By Hal Bernton
Staff Sgt. Gibbs in the back of a Stryker vehicle, a pair of scissors visible in the top pocket of his uniform. Gibbs allegedly used a pair of medic’s shears to cut off the finger of at least two Afghan civilians murdered by members of his platoon. (Photo: Rolling Stone)
A fellow soldier testified that Staff Sgt. Calvin Gibbs pulled out a tooth from an unarmed Afghan villager who had just been killed and offered it to him.
"I didn't say no. I just said, 'Yeah. I will get it later.' Then I didn't," Pvt. Adam Winfield testified Wednesday.
In the third day of court-martial proceedings against Gibbs, Winfield gave a chilling account of the May 2010 slaying staged to look like a legitimate combat death.
Winfield, who has pleaded guilty to involuntary manslaughter in the case, says the killing was organized by Gibbs and known to a wider circle of soldiers in a troubled Joint Base Lewis-McChord platoon serving in southern Afghanistan.
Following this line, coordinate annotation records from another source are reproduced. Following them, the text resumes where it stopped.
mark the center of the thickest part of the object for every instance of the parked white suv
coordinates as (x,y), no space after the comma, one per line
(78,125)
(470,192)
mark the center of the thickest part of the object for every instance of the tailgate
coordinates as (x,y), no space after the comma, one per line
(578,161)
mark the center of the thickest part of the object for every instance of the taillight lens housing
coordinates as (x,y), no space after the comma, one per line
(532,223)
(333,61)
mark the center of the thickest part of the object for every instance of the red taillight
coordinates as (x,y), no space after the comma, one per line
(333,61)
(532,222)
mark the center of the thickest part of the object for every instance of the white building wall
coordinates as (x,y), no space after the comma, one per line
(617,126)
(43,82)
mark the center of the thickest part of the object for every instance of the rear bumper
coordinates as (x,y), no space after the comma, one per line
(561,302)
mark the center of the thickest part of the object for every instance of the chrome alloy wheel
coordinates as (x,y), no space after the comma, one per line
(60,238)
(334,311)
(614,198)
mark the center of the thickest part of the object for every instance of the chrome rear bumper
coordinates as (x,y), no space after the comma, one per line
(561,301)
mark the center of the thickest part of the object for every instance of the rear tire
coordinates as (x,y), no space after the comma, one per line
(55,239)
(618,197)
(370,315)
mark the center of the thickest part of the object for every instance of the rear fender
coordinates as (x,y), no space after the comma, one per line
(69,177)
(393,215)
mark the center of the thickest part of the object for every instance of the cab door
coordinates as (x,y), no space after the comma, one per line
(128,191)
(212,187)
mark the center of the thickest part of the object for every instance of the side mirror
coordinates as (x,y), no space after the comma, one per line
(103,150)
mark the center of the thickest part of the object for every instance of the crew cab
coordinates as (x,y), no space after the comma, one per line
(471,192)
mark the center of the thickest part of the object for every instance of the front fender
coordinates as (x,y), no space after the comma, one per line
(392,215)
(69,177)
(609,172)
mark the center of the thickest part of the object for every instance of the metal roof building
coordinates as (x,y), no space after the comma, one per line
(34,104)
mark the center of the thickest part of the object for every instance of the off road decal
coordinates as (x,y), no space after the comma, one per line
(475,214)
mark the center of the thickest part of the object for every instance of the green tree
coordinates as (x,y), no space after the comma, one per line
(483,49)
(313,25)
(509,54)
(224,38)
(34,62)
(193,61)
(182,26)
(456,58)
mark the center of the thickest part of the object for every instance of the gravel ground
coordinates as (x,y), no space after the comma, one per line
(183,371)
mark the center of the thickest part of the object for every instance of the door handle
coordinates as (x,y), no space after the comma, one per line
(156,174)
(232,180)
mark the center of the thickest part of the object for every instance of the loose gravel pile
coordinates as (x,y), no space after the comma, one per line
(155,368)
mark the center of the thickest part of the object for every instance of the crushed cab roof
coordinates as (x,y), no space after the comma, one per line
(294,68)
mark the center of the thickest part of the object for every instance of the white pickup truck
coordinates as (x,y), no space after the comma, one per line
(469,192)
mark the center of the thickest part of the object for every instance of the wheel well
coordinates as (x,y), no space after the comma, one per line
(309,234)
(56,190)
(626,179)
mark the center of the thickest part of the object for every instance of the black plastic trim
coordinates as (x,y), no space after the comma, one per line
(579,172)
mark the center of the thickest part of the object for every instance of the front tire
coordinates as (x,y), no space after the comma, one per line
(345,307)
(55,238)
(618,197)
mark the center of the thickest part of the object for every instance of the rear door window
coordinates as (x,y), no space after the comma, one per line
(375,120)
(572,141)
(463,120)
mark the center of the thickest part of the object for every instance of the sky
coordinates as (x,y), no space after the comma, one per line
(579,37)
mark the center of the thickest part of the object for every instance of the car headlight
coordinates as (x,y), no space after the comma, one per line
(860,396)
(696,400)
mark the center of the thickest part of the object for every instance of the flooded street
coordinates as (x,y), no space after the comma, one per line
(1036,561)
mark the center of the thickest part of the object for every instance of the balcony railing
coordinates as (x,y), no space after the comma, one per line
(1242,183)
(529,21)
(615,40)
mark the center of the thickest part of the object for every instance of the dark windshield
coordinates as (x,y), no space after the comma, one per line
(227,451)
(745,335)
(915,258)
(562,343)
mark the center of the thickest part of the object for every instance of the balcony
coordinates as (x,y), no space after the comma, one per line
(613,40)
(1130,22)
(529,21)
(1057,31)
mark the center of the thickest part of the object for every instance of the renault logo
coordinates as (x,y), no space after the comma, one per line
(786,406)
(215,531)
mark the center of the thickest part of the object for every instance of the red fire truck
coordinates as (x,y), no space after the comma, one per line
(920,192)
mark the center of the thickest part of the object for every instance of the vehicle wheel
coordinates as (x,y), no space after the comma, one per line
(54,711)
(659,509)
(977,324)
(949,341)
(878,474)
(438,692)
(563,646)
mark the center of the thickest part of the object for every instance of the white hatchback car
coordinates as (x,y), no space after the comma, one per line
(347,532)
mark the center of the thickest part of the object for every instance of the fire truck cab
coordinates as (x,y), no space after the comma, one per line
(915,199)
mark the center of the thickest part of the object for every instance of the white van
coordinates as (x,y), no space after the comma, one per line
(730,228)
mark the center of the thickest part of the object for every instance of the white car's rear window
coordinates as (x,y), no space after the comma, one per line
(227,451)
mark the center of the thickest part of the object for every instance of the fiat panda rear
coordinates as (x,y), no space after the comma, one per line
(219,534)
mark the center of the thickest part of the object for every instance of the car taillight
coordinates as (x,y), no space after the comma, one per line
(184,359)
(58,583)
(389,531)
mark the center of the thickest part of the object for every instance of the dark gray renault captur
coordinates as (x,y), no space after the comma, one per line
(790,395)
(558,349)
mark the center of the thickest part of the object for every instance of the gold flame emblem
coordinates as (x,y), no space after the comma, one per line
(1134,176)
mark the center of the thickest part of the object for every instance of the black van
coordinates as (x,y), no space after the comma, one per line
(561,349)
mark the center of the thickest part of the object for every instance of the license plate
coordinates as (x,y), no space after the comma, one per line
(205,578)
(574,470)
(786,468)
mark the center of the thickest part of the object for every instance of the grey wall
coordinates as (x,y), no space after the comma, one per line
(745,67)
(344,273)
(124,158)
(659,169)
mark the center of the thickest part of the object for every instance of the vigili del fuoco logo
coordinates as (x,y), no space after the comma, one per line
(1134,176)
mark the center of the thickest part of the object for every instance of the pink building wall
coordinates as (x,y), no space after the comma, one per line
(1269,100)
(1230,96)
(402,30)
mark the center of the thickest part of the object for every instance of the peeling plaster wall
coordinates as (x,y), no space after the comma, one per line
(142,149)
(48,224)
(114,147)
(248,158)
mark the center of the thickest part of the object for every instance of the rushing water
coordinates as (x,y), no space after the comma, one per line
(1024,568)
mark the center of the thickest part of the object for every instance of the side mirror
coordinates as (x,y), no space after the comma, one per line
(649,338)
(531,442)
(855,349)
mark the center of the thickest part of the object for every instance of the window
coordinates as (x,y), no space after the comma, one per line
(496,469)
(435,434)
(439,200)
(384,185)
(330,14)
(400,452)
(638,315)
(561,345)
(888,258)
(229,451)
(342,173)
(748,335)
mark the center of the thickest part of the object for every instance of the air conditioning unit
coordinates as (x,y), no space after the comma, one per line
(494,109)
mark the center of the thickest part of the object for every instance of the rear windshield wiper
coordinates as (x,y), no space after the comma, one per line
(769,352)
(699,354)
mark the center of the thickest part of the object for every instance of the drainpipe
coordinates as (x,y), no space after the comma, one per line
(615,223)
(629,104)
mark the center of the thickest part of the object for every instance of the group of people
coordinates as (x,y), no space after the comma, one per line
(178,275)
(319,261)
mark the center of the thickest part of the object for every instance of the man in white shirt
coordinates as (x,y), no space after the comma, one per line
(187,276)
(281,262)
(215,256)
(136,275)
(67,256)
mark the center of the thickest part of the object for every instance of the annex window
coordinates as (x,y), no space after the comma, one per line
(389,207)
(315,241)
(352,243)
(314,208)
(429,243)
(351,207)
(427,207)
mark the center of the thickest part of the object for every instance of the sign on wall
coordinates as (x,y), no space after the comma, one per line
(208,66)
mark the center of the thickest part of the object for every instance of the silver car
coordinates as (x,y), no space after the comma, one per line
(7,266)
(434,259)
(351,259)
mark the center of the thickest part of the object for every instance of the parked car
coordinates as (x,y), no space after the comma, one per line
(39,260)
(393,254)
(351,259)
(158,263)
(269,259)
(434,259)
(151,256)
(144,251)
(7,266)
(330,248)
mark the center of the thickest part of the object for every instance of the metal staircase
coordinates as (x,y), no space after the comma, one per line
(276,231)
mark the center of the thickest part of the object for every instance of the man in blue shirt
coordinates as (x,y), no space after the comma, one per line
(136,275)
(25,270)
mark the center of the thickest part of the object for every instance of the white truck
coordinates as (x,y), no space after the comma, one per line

Gibbs, a squad leader, is charged with the murders of three Afghan villagers, in the winter and spring of 2010, and other crimes. He has pleaded not guilty to all charges. Gibbs' attorneys say their client played no role in the May killing and one earlier in the year. They contend the killing of a villager in March was in self-defense.
In one of the most prominent war-crimes cases to emerge from the conflict in Afghanistan, Winfield and two other soldiers in the platoon have pleaded guilty to participating in one or more of the slayings.
Gibbs' attorneys have said their client has been framed by other platoon members in the "ultimate betrayal of an infantryman."
Some of the prosecutors' strongest evidence appears to involve the May slaying, with Winfield and a second soldier, Pvt. Jeremy Morlock, both pleading guilty to their roles in the villager's death.
Both Morlock and Winfield said Gibbs tossed a grenade at the victim, then ordered them to fire from a prone position some distance away. They say Gibbs approached the villager and fired two head shots into the victim's prostrate body.
Winfield, who agreed to testify in a plea deal, said he aimed high when he fired his weapon at the villager.
Defense attorneys have maintained that Morlock and Winfield carried out this killing with no assistance from Gibbs. They are scheduled to begin their cross-examination of Winfield on Thursday.
Several witnesses this week have testified that the motivations for the killings emerged from a toxic mix of boredom, frustration over the difficulties in engaging an unseen enemy, and a dehumanizing view of Afghans.
After Winfield expressed concern about the circumstances of a January killing, Gibbs said it didn't matter because Afghans were "savages," according to Winfield's testimony.
After the May killing of the Afghan villager — a man who Winfield testified was pulled from his family compound and executed — family members gathered at the scene.
A prosecutor asked Winfield how they reacted.
"Terror. They just started screaming and crying," he said.